The move comes just days after AMP firmly rejected a media report that De Ferrari had resigned. It was welcomed by analysts and investors as a signal of a new willingness by AMP to distance itself from a three-year period marked by corporate culture questions and scathing regulatory criticism that saw it lose three-quarters of its market value.
AMP shares were 4% higher after the announcement on Thursday, with George described by Morningstar analyst Shaun Ler as "a change agent in reinvigorating firm culture – an issue that has been consistently plaguing AMP".
Former Credit Suisse banker De Ferrari took over in 2018 with a remit to stabilise AMP following scathing criticism in a government inquiry into the financial sector found widespread misconduct within the company that led to an exodus of clients and the share slide.
George will take over in the third quarter, the company said in a statement. "She ... is committed to continue the transformation of AMP's business, and importantly, our organisation's culture," AMP Chair Debra Hazelton said in a statement.

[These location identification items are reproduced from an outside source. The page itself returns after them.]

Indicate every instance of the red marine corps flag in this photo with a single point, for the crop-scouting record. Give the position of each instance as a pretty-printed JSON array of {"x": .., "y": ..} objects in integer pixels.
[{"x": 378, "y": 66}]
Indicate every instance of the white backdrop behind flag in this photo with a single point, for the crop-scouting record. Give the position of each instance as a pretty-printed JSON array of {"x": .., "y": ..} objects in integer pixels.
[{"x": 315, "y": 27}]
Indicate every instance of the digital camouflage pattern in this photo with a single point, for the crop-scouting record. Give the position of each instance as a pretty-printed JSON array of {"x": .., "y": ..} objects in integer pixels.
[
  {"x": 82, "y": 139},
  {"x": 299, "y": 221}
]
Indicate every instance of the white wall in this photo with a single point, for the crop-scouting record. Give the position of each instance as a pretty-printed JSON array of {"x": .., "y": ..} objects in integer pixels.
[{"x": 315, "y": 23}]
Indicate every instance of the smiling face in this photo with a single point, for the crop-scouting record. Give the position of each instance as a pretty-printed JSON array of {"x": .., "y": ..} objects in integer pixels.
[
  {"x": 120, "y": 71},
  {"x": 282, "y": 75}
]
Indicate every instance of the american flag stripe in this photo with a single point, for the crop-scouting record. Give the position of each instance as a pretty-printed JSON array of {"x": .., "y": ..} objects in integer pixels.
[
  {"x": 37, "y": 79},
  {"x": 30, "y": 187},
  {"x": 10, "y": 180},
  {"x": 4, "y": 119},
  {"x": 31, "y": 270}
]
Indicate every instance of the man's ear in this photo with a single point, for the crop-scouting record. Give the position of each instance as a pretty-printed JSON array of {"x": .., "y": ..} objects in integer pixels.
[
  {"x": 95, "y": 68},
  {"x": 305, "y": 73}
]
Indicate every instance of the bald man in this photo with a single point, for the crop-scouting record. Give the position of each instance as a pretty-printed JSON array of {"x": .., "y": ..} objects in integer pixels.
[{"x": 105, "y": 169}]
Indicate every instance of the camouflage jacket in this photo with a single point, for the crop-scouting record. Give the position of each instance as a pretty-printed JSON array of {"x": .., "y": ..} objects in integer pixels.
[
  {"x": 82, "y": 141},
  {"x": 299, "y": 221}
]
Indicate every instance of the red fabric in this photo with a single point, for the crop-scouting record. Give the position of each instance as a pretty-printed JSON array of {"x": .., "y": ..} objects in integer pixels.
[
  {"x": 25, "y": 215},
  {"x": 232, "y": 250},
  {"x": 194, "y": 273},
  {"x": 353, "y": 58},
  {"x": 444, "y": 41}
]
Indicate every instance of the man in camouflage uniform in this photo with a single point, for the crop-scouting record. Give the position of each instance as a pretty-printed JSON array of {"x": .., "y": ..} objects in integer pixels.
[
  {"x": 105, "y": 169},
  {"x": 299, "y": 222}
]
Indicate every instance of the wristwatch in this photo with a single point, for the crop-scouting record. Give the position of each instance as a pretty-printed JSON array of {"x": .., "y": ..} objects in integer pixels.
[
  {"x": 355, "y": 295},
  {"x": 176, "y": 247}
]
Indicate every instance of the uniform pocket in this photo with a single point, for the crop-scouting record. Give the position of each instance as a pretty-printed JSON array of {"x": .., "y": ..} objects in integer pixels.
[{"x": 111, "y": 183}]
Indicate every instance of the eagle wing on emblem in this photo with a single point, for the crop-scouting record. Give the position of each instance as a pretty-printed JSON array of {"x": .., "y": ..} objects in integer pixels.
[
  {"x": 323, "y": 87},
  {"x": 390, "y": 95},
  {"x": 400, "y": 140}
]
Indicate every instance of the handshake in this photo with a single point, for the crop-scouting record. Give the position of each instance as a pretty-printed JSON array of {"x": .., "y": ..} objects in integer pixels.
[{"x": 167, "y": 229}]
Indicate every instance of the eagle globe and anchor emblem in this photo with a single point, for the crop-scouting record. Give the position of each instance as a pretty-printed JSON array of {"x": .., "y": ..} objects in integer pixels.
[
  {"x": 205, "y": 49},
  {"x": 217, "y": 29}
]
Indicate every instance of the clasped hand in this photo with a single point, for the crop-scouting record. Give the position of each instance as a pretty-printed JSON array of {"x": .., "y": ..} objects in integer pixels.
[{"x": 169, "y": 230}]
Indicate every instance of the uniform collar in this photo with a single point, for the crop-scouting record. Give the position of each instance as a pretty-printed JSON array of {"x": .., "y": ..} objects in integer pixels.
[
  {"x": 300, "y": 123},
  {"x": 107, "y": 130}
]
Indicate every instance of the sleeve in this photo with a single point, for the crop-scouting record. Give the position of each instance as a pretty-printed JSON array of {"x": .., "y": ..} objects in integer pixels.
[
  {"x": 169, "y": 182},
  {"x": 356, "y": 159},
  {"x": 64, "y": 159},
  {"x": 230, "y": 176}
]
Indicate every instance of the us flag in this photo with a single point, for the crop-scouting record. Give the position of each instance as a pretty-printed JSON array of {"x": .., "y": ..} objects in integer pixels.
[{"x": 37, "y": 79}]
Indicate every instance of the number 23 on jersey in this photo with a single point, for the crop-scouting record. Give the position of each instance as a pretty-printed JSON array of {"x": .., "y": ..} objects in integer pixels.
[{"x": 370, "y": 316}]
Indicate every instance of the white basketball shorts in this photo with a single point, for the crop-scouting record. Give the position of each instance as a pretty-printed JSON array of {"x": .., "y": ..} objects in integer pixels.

The move, a year after the company's previous chairman quit amid reports a male staffer was promoted after being disciplined for inappropriate behaviour, will make AMP one of Australia's largest listed companies with a female chair and CEO.
A company-wide review of AMP's assets ended in February with a proposed deal to sell a majority stake of its private markets business to Ares Management, after the American fund walked away from a whole-of-company A$6.36 billion ($4.8 billion) buyout offer.
While a 30-day exclusivity period to finalise a deal ended on Friday, De Ferrari would continue to lead discussions with Ares about the potential transaction, AMP said.